With Cachemir banned, the only way is to the though Laddakh. So Leh, a small 3700m high town has been converted into a new travellers (and trek tourist money groups) head quarters. Newly rooms and restaurants has been created to hold the growing up hordes of travellers comming the last decade.
Still charming, but with the prices growing up, it is a non easy place: very dry with very old culture people shocked by the arrival of the summer comers and their easy money, the 3700m makes no easy place to stay for non highlanders spirits. Dry dangerous montains can be explored in many weekly treks, some start to be easy others are the most dangerous and thoughtest in the world. So don´t trust in a small line in a map, or Lp old trekking books (can be fatal), but only in other travellers knoledge and experience. Some treks as Markha valley are visited by many groups, and one can get food in some places, but not all days (so food need to be carried).

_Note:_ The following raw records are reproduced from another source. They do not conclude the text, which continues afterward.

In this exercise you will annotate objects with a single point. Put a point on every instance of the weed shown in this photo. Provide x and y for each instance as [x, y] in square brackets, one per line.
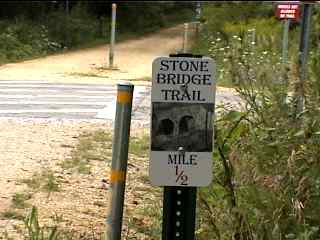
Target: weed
[139, 146]
[13, 214]
[50, 183]
[44, 180]
[19, 200]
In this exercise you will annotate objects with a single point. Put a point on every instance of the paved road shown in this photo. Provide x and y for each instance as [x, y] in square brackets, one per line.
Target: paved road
[38, 99]
[47, 100]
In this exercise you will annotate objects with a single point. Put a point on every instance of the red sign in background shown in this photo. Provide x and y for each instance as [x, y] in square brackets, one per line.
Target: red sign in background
[288, 11]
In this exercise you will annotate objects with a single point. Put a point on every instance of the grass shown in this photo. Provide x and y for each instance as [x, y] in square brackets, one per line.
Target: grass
[139, 145]
[19, 200]
[91, 146]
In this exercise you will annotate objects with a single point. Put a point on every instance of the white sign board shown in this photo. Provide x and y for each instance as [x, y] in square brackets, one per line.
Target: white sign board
[183, 96]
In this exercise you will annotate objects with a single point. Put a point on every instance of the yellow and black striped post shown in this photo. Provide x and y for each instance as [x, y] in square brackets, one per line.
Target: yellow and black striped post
[120, 148]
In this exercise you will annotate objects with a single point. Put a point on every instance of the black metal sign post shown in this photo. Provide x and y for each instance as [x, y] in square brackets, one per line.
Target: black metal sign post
[179, 205]
[179, 213]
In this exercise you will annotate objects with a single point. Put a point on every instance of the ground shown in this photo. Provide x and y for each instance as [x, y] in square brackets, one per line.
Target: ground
[30, 147]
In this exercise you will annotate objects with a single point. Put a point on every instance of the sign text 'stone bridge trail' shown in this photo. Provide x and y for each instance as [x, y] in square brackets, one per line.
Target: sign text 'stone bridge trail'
[40, 99]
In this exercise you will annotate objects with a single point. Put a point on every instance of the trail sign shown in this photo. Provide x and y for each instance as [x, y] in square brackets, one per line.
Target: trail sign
[288, 11]
[183, 96]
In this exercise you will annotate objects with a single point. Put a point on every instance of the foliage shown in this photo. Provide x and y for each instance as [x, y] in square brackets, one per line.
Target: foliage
[35, 232]
[266, 155]
[37, 28]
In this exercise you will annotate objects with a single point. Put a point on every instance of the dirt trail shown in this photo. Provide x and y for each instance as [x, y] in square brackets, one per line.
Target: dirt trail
[29, 145]
[133, 59]
[26, 146]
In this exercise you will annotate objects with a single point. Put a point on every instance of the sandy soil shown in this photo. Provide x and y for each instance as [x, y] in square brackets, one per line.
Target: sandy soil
[28, 146]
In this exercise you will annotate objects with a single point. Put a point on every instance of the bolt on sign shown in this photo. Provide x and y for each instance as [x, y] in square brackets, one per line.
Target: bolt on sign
[288, 11]
[183, 97]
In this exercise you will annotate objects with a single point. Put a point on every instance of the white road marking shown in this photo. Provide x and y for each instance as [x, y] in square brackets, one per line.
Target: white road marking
[49, 90]
[49, 95]
[24, 102]
[62, 110]
[73, 86]
[21, 97]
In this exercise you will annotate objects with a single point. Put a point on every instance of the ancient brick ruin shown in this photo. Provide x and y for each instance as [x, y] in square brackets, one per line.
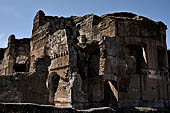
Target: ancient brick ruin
[113, 60]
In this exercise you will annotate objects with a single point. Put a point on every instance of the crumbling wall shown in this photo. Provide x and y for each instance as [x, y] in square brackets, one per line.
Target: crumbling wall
[16, 58]
[26, 87]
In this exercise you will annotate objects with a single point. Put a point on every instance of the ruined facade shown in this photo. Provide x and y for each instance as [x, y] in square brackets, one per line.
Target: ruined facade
[117, 59]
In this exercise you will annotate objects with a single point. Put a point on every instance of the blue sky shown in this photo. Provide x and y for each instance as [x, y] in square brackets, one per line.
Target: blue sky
[16, 16]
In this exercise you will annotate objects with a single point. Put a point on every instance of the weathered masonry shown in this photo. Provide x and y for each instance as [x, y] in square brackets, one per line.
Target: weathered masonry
[114, 60]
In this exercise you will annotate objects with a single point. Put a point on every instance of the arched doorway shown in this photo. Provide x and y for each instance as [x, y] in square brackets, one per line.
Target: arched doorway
[53, 85]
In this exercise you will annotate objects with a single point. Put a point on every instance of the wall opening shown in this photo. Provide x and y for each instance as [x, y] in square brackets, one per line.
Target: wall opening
[54, 81]
[161, 58]
[110, 93]
[19, 68]
[93, 63]
[138, 52]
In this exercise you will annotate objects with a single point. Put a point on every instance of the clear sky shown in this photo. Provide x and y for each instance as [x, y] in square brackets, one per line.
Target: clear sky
[16, 16]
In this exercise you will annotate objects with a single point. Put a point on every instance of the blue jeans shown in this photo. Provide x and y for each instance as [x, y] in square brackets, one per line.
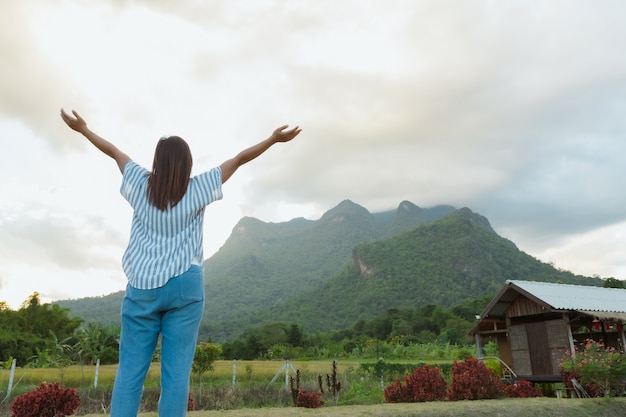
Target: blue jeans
[174, 312]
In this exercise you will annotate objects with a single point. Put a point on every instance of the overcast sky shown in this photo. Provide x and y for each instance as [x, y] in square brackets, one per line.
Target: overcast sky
[515, 109]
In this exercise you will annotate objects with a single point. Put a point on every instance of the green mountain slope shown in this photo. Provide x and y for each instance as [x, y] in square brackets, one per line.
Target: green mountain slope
[447, 262]
[349, 265]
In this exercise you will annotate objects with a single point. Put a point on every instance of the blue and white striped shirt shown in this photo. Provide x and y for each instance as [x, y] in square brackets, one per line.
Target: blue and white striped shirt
[164, 244]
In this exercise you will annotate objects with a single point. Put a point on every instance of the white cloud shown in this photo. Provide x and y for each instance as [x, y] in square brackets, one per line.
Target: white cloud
[513, 110]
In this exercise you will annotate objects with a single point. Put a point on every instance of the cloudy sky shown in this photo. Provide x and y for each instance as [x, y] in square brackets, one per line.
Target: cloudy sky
[514, 109]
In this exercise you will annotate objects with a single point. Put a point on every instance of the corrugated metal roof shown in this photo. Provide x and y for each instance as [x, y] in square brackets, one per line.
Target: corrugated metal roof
[576, 297]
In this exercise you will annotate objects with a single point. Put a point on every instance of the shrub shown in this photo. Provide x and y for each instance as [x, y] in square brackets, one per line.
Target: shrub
[472, 380]
[49, 400]
[424, 384]
[522, 389]
[600, 370]
[309, 399]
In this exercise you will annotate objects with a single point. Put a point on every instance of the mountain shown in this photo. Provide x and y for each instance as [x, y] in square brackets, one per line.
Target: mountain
[349, 265]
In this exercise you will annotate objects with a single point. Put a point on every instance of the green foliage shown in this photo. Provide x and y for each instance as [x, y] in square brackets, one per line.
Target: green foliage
[601, 369]
[26, 333]
[472, 380]
[613, 283]
[351, 265]
[206, 354]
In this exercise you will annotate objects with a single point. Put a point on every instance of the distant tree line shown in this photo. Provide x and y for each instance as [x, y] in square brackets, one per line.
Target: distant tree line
[44, 335]
[397, 327]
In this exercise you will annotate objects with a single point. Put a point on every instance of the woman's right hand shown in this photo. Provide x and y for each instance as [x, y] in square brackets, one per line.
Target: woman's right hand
[76, 123]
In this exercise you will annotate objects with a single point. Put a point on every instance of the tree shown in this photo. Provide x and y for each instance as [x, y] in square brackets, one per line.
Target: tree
[26, 333]
[206, 355]
[613, 283]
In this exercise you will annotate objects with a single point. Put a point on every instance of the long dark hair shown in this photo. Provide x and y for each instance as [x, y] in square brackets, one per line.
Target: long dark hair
[170, 172]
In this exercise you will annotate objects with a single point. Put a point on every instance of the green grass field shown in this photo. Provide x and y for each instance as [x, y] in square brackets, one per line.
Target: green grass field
[361, 395]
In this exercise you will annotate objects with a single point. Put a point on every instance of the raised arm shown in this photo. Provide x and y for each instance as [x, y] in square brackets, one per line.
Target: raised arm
[279, 135]
[78, 124]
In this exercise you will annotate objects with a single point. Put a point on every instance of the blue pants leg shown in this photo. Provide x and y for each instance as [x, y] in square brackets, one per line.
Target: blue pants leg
[179, 333]
[174, 311]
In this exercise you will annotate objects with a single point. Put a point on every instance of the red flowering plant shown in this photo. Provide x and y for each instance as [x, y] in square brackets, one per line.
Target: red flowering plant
[600, 369]
[425, 384]
[49, 400]
[472, 380]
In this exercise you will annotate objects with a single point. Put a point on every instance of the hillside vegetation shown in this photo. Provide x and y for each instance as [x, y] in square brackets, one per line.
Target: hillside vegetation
[349, 265]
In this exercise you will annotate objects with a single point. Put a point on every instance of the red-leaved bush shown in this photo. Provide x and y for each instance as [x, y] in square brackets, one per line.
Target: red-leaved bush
[425, 384]
[309, 399]
[522, 389]
[49, 400]
[472, 380]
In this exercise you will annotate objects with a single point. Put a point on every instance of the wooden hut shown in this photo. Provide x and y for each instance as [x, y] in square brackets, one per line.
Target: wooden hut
[535, 323]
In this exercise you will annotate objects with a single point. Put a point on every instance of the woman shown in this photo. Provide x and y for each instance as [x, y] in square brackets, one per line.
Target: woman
[163, 263]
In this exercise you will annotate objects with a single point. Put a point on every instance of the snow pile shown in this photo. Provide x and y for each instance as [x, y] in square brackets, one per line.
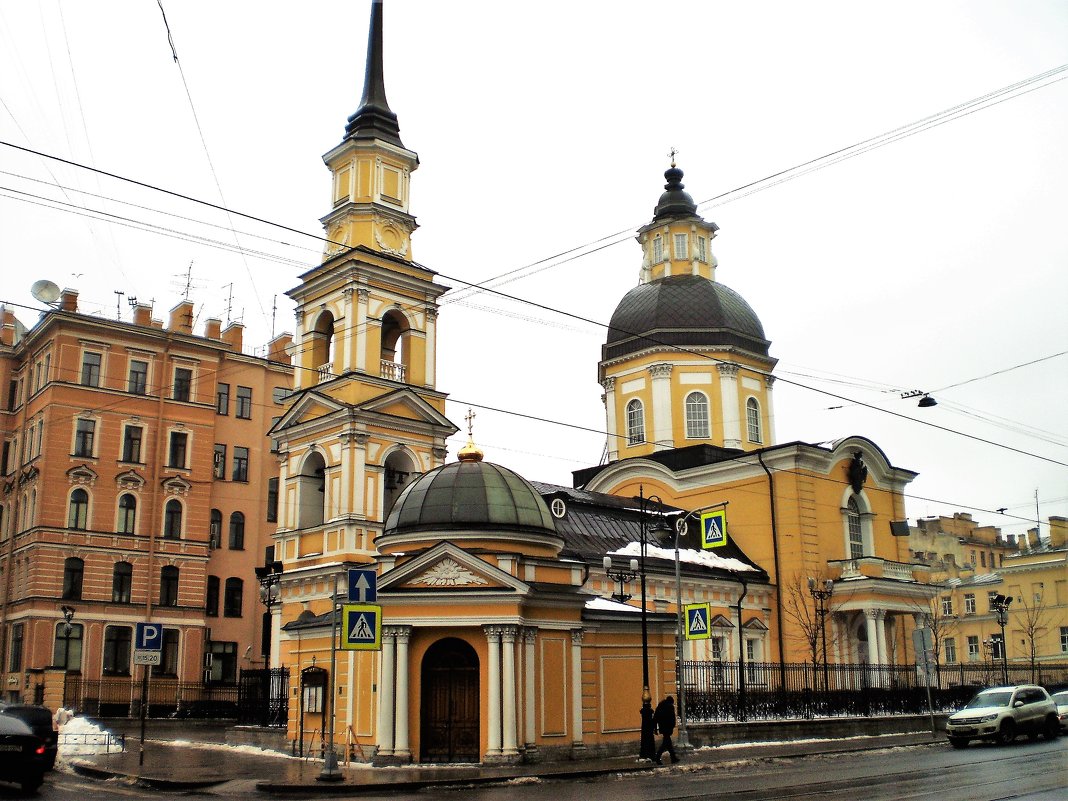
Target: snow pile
[81, 736]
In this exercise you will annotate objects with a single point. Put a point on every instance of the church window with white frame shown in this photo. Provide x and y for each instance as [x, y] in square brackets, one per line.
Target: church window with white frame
[696, 415]
[635, 423]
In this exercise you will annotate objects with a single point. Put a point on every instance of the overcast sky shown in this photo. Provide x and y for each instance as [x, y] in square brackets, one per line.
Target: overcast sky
[933, 261]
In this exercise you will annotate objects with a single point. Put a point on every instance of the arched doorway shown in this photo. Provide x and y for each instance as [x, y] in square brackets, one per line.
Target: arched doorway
[450, 703]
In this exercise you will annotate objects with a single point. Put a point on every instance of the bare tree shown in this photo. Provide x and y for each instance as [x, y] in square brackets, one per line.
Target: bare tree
[1032, 619]
[801, 612]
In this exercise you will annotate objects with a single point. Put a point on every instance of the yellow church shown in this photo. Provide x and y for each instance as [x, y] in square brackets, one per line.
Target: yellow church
[506, 621]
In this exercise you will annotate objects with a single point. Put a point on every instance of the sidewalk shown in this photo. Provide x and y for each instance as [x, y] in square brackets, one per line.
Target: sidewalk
[226, 770]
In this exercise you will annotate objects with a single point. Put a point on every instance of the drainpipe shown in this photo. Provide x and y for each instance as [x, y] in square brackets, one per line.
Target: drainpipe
[774, 548]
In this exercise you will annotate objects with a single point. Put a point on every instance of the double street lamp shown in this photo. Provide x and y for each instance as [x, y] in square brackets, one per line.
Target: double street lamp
[1000, 605]
[821, 593]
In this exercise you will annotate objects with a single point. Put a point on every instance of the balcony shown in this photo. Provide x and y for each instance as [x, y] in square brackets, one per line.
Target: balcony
[392, 371]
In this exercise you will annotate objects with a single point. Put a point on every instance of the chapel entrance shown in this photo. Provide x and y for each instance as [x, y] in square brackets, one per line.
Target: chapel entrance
[450, 703]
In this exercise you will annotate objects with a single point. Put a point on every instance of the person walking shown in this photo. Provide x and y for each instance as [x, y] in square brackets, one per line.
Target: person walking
[664, 719]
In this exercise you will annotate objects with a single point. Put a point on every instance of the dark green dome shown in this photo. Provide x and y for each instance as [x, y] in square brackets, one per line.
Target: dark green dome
[470, 495]
[682, 311]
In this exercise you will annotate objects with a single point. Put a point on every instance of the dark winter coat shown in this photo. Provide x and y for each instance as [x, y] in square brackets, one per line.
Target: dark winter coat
[663, 718]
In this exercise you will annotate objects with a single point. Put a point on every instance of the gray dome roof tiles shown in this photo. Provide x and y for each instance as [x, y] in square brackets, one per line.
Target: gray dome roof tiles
[688, 311]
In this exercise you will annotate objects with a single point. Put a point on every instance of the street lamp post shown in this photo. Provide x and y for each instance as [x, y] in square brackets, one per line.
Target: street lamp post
[67, 617]
[822, 593]
[269, 577]
[1000, 605]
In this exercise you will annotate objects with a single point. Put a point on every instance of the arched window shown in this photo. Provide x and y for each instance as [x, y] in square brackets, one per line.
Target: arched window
[753, 420]
[237, 532]
[74, 571]
[172, 519]
[169, 585]
[215, 530]
[696, 415]
[122, 582]
[232, 598]
[78, 517]
[311, 492]
[395, 330]
[856, 531]
[635, 423]
[127, 513]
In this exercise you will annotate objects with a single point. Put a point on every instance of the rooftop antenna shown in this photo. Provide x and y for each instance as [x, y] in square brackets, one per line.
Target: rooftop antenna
[45, 291]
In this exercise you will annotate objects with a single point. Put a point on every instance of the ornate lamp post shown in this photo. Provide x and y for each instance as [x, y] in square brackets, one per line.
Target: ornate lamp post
[269, 577]
[1000, 605]
[822, 593]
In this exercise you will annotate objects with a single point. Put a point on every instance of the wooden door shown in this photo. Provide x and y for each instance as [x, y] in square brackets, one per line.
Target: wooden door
[450, 706]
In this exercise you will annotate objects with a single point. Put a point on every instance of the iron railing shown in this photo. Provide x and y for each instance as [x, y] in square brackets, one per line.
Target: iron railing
[771, 691]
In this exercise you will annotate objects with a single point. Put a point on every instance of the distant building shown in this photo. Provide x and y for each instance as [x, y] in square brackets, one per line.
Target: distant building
[137, 485]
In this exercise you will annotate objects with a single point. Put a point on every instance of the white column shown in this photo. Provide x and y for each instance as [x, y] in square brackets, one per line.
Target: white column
[508, 690]
[609, 399]
[728, 399]
[346, 343]
[386, 689]
[493, 675]
[577, 736]
[770, 436]
[873, 632]
[357, 336]
[530, 635]
[432, 345]
[403, 748]
[662, 435]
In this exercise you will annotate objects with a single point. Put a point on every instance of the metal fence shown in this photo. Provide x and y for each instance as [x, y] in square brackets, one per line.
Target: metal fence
[773, 691]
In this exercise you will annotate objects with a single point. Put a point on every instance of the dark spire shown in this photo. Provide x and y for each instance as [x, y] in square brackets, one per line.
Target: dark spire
[674, 202]
[374, 120]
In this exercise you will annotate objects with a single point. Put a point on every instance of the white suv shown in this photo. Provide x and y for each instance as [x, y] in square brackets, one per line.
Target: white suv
[1002, 712]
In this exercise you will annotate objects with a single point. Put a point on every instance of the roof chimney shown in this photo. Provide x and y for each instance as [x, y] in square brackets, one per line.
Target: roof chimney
[233, 336]
[182, 318]
[1058, 532]
[142, 315]
[68, 300]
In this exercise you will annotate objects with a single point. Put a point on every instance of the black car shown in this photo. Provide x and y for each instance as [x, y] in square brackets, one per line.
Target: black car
[21, 754]
[41, 722]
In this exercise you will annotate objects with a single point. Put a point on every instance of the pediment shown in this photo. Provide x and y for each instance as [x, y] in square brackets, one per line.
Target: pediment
[446, 566]
[311, 406]
[408, 405]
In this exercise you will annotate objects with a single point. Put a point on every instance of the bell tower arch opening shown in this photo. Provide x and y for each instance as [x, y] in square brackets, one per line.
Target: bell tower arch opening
[450, 703]
[396, 350]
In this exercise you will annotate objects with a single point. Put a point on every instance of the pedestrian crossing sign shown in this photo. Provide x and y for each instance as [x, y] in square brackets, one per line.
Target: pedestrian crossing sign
[361, 627]
[713, 529]
[696, 622]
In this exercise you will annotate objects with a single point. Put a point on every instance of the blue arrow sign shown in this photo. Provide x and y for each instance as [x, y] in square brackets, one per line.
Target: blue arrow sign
[362, 585]
[148, 637]
[361, 627]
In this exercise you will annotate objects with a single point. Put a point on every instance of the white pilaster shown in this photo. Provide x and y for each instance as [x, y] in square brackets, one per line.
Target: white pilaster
[662, 436]
[493, 675]
[609, 398]
[728, 398]
[508, 690]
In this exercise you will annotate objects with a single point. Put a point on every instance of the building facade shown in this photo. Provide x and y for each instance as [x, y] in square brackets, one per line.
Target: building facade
[136, 480]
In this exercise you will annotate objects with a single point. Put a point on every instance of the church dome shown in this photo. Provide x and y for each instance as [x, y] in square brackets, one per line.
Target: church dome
[469, 495]
[686, 311]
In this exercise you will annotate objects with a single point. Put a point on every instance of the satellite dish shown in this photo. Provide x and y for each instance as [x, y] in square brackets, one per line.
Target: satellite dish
[45, 291]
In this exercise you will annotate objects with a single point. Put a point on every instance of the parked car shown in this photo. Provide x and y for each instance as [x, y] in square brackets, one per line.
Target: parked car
[41, 722]
[21, 754]
[1002, 712]
[1061, 699]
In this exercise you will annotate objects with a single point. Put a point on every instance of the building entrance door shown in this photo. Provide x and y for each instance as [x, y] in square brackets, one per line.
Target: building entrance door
[450, 703]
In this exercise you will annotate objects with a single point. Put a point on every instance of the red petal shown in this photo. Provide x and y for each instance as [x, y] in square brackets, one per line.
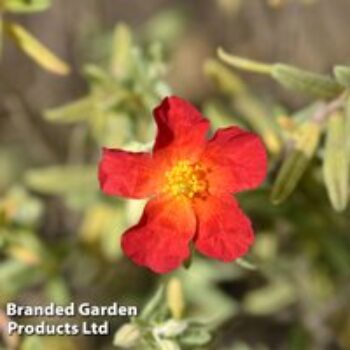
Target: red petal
[237, 160]
[126, 174]
[224, 232]
[160, 241]
[181, 126]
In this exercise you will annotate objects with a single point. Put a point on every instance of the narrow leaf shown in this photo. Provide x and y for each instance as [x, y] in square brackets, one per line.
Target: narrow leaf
[26, 6]
[244, 64]
[308, 83]
[335, 165]
[342, 74]
[175, 298]
[121, 50]
[296, 162]
[224, 78]
[155, 303]
[73, 112]
[34, 49]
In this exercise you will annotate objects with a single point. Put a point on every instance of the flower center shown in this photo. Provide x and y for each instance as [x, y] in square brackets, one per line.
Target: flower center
[186, 179]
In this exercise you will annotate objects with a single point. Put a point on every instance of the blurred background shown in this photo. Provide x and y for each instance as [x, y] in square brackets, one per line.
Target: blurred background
[59, 236]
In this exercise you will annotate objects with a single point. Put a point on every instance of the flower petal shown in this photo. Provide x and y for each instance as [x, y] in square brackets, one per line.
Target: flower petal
[126, 174]
[237, 160]
[181, 126]
[160, 241]
[224, 232]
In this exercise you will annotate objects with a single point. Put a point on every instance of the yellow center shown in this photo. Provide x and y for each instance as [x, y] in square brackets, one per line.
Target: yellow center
[186, 179]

At the other extreme a trek from Leh to Padum, market into old Lp trekking book, can be the most dangerous trail, all food must be carried with profesional local guide (in advice no Ladakhi use this route any more since the road was open into another valley to link Padum and Leh, so someone telling you is used to go this route is lying, only extreme trekkers group may have asked to do it and surely the guide with them was visiting the area also for his first time)
Nepal is the other place to stay, even when in summer recive rains, still a nice place to stay in the valleys. Do high trek in summer is not recommended (all is cloudy with no views of the peaks, rain and rain, leaches,...) It is better to wait until the end of the summer moonson.
Then in Sep-Oct travelers start to move again to the Indian plains, planning their way back to the lovely Goa beaches with their unice dangerous waters, the lovely coconut trees, and the superb blue sky.